Harry Dodge is an American sculptor, performer, video artist, and writer. His solo exhibitions have included works in New York, Los Angeles and Connecticut, while his group exhibitions have taken place at The New Museum, the Whitney Biennial, the Getty Museum and the Hammer Museum, among others. He was the recipient of a Guggenheim Fellowship in 2017 and is the author of the book My Meteorite: Or, Without the Random There Can Be No New Thing.
Jeff Colson is an American artist.
Kim McCarty is an artist and watercolor painter living and working in Los Angeles, California. Her work has been exhibited in over twenty solo exhibitions in New York and Los Angeles. She often works in large formats using layers of monochromatic colors.
Keiko Fukazawa is an Issei Japanese ceramicist and professor. She is known for her whimsical yet poignant sculptures that often incorporate traditional Asian motifs, while also addressing cultural and social issues. Fukazawa's recent work is incorporates graffiti-like styles that reference violence and modern issues such as globalization, consumerism, and capitalism. Her "functional, though impractical...interpretations of traditional forms serve as a personal vehicle of expression to integrate her heritage with her American environment." She states "I want to share something as an immigrant artist." After moving to the United States to escape the limited opportunities for women artists in Japan, she studied at Otis and Parsons School of Art and has since established her art career.

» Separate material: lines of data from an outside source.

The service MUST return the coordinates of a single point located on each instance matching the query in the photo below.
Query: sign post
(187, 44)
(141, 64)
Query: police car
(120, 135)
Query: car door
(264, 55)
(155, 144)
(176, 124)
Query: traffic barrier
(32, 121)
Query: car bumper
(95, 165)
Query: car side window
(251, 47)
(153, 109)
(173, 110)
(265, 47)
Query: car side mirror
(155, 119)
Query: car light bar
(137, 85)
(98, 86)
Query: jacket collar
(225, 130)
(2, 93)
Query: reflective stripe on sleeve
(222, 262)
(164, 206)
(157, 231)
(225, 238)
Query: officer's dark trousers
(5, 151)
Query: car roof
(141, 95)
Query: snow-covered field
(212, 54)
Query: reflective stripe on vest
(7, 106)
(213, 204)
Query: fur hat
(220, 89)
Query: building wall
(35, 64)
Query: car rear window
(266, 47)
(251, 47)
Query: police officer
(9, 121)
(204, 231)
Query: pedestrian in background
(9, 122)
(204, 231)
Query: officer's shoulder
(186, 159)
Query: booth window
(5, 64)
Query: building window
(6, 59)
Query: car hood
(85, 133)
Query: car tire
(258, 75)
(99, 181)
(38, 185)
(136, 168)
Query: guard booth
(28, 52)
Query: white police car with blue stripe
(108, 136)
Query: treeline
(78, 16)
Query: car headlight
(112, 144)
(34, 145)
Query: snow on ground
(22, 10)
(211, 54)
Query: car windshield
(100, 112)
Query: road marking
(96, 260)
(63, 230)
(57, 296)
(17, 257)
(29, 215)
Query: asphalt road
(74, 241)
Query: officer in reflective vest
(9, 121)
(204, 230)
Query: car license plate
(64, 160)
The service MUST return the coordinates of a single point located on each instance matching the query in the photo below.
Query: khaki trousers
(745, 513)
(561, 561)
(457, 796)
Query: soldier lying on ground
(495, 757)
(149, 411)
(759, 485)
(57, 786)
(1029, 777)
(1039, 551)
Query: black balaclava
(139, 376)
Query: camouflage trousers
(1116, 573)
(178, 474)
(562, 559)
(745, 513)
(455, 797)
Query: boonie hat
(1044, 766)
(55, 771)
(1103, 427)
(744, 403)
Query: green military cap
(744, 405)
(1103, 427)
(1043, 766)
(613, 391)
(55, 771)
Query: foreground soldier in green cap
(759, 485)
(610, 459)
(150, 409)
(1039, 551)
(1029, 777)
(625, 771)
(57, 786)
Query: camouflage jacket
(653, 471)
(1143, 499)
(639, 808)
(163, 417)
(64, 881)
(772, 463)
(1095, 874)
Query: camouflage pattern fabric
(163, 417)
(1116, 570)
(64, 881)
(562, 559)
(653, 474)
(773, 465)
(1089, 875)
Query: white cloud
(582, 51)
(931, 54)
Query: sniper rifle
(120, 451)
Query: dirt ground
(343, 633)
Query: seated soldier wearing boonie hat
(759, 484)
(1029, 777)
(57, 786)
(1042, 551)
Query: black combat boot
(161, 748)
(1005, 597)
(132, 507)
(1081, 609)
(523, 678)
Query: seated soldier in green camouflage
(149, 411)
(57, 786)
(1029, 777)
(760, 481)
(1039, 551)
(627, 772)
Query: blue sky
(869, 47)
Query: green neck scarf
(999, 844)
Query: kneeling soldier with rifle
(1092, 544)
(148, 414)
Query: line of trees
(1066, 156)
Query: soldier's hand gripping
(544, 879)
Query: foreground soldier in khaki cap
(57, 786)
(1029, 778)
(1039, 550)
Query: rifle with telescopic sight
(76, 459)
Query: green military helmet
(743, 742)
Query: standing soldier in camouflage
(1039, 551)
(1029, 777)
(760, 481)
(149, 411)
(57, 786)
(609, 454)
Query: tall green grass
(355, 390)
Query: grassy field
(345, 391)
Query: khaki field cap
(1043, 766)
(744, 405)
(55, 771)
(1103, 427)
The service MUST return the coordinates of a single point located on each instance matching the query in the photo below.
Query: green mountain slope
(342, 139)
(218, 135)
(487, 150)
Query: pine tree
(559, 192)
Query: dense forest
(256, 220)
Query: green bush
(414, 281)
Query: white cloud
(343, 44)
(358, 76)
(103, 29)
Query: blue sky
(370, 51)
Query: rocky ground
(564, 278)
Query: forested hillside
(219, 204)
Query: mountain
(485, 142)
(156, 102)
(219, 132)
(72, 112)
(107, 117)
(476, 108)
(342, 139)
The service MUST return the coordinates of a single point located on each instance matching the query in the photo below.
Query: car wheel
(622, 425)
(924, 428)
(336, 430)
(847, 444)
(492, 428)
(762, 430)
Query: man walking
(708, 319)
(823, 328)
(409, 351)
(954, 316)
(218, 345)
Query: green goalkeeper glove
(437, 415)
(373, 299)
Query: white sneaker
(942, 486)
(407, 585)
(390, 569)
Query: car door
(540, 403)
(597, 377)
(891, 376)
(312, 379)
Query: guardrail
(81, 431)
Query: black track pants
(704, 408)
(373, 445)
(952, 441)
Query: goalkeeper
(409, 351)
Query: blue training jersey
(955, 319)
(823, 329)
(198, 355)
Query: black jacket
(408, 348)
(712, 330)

Carolyn Castaño, is an American visual artist. She is the recipient of the Joan Mitchell Foundation Grant for Painters and Sculptors (2013), the California Community Foundation Getty Fellow Mid-Career Grant (2011), and the City of Los Angeles Individual Artist Grant (2011). She is an Assistant Professor, Drawing & Painting, at Long Beach City College.
Won Ju Lim is a Korean American artist. She currently divides her time between Los Angeles, CA and Boston, MA.

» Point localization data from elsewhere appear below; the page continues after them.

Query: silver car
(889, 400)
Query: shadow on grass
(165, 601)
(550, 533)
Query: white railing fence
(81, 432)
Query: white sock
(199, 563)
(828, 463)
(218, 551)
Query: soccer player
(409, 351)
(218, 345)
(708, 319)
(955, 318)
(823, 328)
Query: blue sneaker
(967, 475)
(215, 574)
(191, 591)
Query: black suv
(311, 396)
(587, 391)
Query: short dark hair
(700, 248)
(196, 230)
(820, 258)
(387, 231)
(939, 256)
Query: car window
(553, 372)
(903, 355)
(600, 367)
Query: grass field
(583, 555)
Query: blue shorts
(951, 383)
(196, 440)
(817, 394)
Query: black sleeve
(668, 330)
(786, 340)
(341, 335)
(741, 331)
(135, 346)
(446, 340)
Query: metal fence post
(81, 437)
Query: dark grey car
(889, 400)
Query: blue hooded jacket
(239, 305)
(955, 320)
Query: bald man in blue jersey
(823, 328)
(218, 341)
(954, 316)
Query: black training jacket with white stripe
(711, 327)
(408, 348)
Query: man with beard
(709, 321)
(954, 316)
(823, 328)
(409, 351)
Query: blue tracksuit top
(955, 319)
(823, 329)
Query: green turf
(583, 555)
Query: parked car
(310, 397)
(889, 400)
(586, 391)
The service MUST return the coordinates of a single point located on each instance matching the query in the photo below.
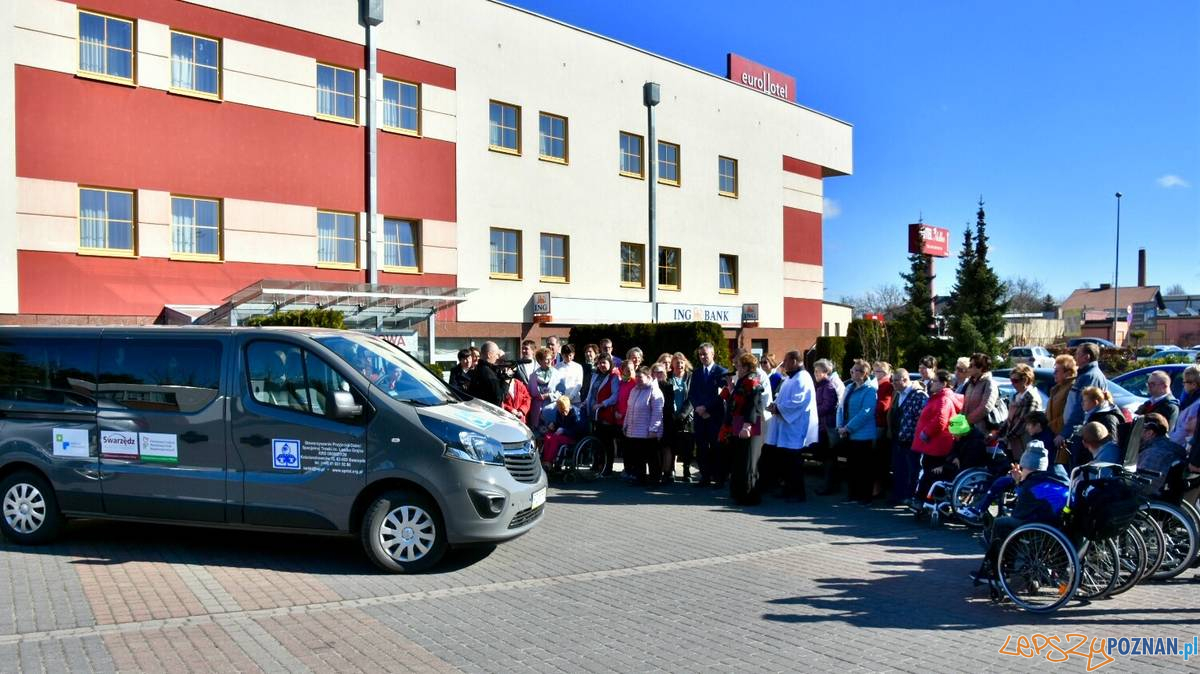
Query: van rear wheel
(402, 533)
(30, 510)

Jim Isermann is an American artist. He is based in Palm Springs and Guerneville, California. In 1977 he graduated from University of Wisconsin-Milwaukee and then received an MFA from CalArts in 1980. His artwork has focused on post-war industrial design and architecture. He has participated in numerous exhibitions in art galleries and museum, and has also created large scale commissioned projects utilizing industrial manufacturing processes. His work has been presented in solo exhibitions at Richard Telles, Los Angeles, Praz-Delavallade, Paris (2010), Corvi-Mora, London (2011), Mary Boone Gallery, New York and others. Recent commissioned projects include works for the Hammer Museum in Los Angeles, CA, Yale University Art Museum in New Haven, CT, University of California, Riverside, Los Angeles Metro, and an installation for the Cowboys Stadium in Dallas, TX.
Lauren Halsey is a contemporary American artist from Los, Angeles, California. Halsey uses architecture and installation art to demonstrate the realities of urban neighborhoods like South Central, Los Angeles. In 2018 Halsey was involved in a solo exhibition at Foundation Louis Vuitton, Paris. Also in 2018, she participated in a solo exhibition at the Museum of Contemporary Art (MOCA). Her work was at the Hammer Museum. New to the L.A. art scene, Halsey was awarded the Mohn Award in 2018. She won the Frieze Artist Award in 2019. This prize included the opportunity to create an architectural piece for Frieze New York.
Michael Maloney is a Los Angeles-based art appraiser and art dealer. He owned and operated the Michael Maloney Gallery in Santa Monica, California (1985–90) and Maloney Fine Art in Culver City, California (2006–16), and since 1998 has pursued a career as an art appraiser and private dealer in Los Angeles and New York.